Twenty years ago this week Newsweek speculated that a “40-year-old single woman was ‘more likely to be killed by a terrorist’ than to ever marry.” In this week’s cover story, they retract the hackneyed thesis and reexamine the marriage statistics. (h/t: Broadsheet)
By Daniel McGinn
June 5, 2006 issue - When Laurie Aronson was 29, she had little patience for people who inquired why she still wasn’t married. “I’m not a little spinster who sits home Friday night and cries,” she’d say. As she passed 35, however, and one relationship after another failed to lead to the altar, she began to worry. “Things were looking pretty bleak,” she says.
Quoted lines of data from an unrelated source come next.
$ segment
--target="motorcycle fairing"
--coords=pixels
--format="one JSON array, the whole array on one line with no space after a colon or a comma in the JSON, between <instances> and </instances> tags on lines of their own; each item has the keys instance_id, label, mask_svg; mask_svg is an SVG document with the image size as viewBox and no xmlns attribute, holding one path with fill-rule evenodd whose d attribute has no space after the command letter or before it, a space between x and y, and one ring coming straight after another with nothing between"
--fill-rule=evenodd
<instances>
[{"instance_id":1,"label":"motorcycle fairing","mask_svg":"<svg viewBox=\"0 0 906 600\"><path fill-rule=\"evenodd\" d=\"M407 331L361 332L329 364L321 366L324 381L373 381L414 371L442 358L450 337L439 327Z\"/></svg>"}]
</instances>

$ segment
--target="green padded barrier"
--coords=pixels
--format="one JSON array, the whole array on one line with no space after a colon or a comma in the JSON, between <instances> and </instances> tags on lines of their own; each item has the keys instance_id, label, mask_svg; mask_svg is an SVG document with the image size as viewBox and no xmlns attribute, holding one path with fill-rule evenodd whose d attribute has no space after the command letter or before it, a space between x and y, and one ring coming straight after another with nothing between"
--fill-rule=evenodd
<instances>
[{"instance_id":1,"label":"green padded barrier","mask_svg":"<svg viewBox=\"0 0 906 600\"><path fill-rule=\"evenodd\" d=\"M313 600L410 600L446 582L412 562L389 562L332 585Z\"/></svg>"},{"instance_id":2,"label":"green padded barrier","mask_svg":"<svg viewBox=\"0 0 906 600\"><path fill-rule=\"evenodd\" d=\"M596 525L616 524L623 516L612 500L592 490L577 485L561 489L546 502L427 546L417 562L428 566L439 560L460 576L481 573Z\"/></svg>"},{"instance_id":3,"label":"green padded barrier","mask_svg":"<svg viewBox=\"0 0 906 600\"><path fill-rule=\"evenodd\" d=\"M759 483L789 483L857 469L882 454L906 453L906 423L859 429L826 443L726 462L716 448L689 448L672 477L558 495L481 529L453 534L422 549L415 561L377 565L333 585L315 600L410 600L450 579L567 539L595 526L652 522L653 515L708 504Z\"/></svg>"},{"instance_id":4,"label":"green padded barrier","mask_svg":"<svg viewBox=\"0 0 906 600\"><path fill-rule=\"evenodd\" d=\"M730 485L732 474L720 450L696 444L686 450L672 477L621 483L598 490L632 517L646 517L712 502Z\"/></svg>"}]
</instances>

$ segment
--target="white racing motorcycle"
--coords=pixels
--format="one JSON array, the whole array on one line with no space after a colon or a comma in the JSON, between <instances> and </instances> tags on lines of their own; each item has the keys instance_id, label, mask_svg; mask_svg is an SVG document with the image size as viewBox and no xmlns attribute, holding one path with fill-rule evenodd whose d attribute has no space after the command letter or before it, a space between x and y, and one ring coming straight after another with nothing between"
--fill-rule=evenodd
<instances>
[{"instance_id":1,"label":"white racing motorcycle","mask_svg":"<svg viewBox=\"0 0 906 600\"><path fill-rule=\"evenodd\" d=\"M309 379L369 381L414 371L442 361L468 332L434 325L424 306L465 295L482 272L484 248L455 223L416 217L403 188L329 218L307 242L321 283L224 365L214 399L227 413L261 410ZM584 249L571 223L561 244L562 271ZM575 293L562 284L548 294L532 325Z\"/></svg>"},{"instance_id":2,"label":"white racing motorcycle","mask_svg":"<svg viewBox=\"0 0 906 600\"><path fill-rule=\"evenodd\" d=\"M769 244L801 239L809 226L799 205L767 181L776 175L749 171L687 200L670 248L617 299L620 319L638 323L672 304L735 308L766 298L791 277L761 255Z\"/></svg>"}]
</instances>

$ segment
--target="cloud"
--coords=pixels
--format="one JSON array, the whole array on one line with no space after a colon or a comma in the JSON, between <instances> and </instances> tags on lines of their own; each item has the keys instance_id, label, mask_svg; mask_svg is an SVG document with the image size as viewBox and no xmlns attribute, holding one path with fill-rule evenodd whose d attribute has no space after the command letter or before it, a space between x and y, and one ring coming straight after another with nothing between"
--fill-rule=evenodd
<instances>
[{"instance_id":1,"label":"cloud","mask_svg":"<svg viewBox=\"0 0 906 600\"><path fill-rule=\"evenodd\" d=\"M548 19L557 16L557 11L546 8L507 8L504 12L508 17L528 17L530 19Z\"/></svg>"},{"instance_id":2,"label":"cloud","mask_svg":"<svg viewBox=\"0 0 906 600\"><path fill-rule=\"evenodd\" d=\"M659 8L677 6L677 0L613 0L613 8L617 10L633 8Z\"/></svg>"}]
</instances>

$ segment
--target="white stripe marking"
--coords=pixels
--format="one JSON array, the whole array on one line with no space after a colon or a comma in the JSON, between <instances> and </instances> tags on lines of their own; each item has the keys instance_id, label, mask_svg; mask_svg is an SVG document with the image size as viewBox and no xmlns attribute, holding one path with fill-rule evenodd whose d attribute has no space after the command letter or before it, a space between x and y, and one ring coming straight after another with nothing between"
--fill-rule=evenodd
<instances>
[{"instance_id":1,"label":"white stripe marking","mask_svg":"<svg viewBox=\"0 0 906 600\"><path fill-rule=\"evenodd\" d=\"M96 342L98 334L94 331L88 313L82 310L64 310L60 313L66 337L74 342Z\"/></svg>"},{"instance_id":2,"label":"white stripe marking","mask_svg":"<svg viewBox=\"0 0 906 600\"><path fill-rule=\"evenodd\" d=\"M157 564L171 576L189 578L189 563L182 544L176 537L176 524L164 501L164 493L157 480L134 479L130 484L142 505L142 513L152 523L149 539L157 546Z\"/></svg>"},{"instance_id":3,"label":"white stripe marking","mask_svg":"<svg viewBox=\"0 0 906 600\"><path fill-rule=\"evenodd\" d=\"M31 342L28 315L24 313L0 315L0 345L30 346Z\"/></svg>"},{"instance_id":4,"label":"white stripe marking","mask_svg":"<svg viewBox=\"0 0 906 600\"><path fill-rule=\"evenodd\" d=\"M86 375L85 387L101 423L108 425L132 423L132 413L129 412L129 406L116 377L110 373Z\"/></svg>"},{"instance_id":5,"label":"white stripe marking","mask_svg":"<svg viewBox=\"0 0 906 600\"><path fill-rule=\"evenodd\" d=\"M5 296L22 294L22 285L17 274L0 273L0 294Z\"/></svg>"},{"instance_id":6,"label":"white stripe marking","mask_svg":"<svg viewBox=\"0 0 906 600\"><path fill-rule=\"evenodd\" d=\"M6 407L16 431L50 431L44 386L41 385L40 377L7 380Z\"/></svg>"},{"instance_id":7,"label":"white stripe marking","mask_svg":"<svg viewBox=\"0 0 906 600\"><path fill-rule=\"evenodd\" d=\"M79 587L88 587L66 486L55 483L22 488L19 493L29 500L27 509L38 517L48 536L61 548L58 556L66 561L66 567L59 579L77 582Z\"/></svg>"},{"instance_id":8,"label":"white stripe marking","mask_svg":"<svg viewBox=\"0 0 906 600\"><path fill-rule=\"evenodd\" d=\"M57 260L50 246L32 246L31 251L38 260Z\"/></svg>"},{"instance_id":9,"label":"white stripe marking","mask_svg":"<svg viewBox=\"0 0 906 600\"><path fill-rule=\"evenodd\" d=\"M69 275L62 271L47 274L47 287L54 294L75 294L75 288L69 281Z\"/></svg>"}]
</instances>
But then a close friend’s brother—a man she’d known for years—divorced. Slowly their friendship blossomed into romance. At 39, Aronson married him, becoming Laurie Aronson Starr and the stepmom to his three kids. Then, after five years of infertility treatment, she became pregnant with a son who’ll be 4 in July. “My parents are thrilled—it’s a relief for everyone,” says Starr, now 49. “I wish I could have found the right person earlier and had more children. But I’m ecstatic.”
As happy endings go, hers has a particularly delicious irony. Twenty years ago this week, Aronson was one of more than a dozen single women featured in a NEWSWEEK cover story. In “The Marriage Crunch,” the magazine reported on new demographic research predicting that white, college-educated women who failed to marry in their 20s faced abysmal odds of ever tying the knot. According to the research, a woman who remained single at 30 had only a 20 percent chance of ever marrying. By 35, the probability dropped to 5 percent. In the story’s most infamous line, NEWSWEEK reported that a 40-year-old single woman was “more likely to be killed by a terrorist” than to ever marry. That comparison wasn’t in the study, and even in those pre-9/11 days, it struck many people as an offensive analogy. Nonetheless, it quickly became entrenched in pop culture and is still routinely cited in TV shows and news stories.